Find a polynomial $f$ of lowest possible degree such that $f(x_{1})=a_{1}$, $f(x_{2})=a_{2}$, $f'(x_{1})=b_{1}$, $f'(x_{2})=b_{2}$ where $x_{1} \neq x_{2}$ and $a_{1}, a_{2}, b_{1}, b_{2}$ are given real numbers.
I understand that the polynomial can be at most of degree 3, but I believe it to be a quadratic. Not sure how to incorporate $a_{1}, a_{2}, b_{1}, b_{2}$ into it.
On
\begin{matrix} x_1 & a_1&\\\\ & & b_1& \\ x_1 & a_1&&&\frac{\frac{a_2-a_1}{x_2-x_1}-b_1}{x_2-x_1}\\\\ & & \frac{a_2-a_1}{x_2-x_1}&&&\frac{\frac{b_2-\frac{a_2-a_1}{x_2-x_1}}{x_2-x_1}-\frac{\frac{a_2-a_1}{x_2-x_1}-b_1}{x_2-x_1}}{x_2-x_1}\\ x_2 & a_2&&&\frac{b_2-\frac{a_2-a_1}{x_2-x_1}}{x_2-x_1}\\\\ &&b_2\\ x_2 & a_2&\\ \end{matrix}
$$P(x)=a_1+b_1(x-x_1)+\frac{\frac{a_2-a_1}{x_2-x_1}-b_1}{x_2-x_1}(x-x_1)^2+ \frac{\frac{b_2-\frac{a_2-a_1}{x_2-x_1}}{x_2-x_1}-\frac{\frac{a_2-a_1}{x_2-x_1}-b_1}{x_2-x_1}}{x_2-x_1}(x-x_1)^2(x-x_2) $$
Hint: You have $4$ parameters to fit in your polynomial ($a_1,a_2,b_1,b_2$), so in general you will need $4$ free parameters to move around, and your polynomial will have to be of degree $3$.
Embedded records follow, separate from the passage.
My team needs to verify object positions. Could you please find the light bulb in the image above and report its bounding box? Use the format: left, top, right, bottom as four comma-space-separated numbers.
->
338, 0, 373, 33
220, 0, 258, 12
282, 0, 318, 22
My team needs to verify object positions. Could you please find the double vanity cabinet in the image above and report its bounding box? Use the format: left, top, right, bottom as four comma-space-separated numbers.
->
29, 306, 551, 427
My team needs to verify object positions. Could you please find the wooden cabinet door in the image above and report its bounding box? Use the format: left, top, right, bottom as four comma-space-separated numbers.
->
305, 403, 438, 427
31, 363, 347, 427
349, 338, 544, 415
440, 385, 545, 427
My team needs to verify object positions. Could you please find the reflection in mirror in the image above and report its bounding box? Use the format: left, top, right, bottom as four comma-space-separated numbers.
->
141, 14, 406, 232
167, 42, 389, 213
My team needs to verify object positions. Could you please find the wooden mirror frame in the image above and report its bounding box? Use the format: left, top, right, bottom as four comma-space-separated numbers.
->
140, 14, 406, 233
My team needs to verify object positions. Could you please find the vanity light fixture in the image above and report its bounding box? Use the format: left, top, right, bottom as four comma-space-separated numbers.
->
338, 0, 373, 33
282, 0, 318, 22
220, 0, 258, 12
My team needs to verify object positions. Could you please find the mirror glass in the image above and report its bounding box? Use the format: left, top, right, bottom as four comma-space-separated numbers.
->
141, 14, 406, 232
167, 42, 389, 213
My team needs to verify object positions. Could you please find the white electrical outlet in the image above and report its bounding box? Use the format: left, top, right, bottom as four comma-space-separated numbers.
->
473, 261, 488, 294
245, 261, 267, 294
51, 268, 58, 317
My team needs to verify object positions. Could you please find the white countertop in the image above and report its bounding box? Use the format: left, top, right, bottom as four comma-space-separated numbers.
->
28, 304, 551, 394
Try to write down the general formula for a polynomial of degree $3$ and to show that you can find coefficients solving your problem. It will be easy to understand when you can take the polynomial to be of degree $2,1$ or $0$ (constant). Find an example of $a_1,a_2,b_1,b_2$ so that no degree $2$ polynomial can solve the problem.